Databricks Community

msahil · ‎04-19-2024

Introduction

Cost optimisation remains a pivotal challenge for customers dealing with processing large volumes of data and machine learning model training at scale in the cloud. Spot instances have revolutionised how organisations approach cloud computing, offering a cost-effective alternative to on-demand and reserved instances. For spot instances, users can bid for unused computing capacity at significantly lower prices, making them an attractive option for running specific data and AI workloads that are fault-tolerant and flexible in execution time. Databricks provides customers with options to use on-demand, reserved instances, and spot instances for clusters to process these workloads. However, using spot instances comes with challenges, including the risk of interruptions and the need for a robust strategy to manage these instances effectively.

This blog provides a comprehensive guide on the best practices for using spot instances to optimise data and AI workload costs.
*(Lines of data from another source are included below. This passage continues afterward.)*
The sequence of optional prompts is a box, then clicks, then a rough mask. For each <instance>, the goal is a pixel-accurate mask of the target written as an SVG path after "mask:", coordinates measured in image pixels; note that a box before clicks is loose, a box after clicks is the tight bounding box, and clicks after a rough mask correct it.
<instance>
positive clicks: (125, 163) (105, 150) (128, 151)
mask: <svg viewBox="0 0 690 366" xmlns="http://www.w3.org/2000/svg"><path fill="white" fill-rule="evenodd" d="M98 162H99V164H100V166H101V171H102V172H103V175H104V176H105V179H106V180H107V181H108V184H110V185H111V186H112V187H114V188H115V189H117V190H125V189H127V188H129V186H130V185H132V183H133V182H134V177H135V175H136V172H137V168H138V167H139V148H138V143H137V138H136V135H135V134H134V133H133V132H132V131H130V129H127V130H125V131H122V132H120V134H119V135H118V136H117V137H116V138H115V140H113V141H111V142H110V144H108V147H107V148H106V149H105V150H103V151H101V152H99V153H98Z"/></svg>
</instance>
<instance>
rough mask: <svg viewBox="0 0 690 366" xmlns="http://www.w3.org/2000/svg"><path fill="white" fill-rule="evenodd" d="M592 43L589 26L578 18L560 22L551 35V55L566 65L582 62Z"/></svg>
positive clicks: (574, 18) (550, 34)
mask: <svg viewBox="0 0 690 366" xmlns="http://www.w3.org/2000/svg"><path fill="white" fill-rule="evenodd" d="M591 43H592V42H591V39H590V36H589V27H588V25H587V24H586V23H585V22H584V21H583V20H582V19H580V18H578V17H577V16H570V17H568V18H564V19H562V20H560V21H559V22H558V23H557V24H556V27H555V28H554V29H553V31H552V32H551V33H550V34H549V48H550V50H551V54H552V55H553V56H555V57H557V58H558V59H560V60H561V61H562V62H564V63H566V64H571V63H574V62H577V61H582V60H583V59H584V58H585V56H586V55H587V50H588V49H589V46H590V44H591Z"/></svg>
We will explore the critical considerations for identifying and selecting workloads suitable for spot instances, strategies for managing spot instance interruptions, and recommendations for blending spot and on-demand instances for Databricks clusters to achieve cost efficiency without sacrificing reliability.

On-Demand, Reserved, and Spot Instances

A key consideration for cost optimisation of data and AI workloads is knowing when to use on-demand, reserved and spot instances, as they differ in pricing, availability and flexibility. Here are some thoughts:

On-Demand Instances: These are ideal for quickly testing new workloads or unpredictable workloads that cannot be interrupted. They offer flexibility without any long-term commitments.
Reserved Instances: Use reserved instances once a specific workload or environment with a predictable usage pattern is identified, such as an overnight batch use case or the production environment. They offer up to 75% cost savings over on-demand instances with a one—or three-year commitment. Unlike spot instances, reserved instances are never evicted, so no special considerations are required to use them.
Spot Instances: Spot instances, being the cheapest, offer up to 90% cost savings over on-demand instances. However, depending on the cloud vendor, they also come with the possibility of eviction under short notice of 30 seconds to 2 minutes. Hence, a proper approach to considering them is needed, further outlined in this blog.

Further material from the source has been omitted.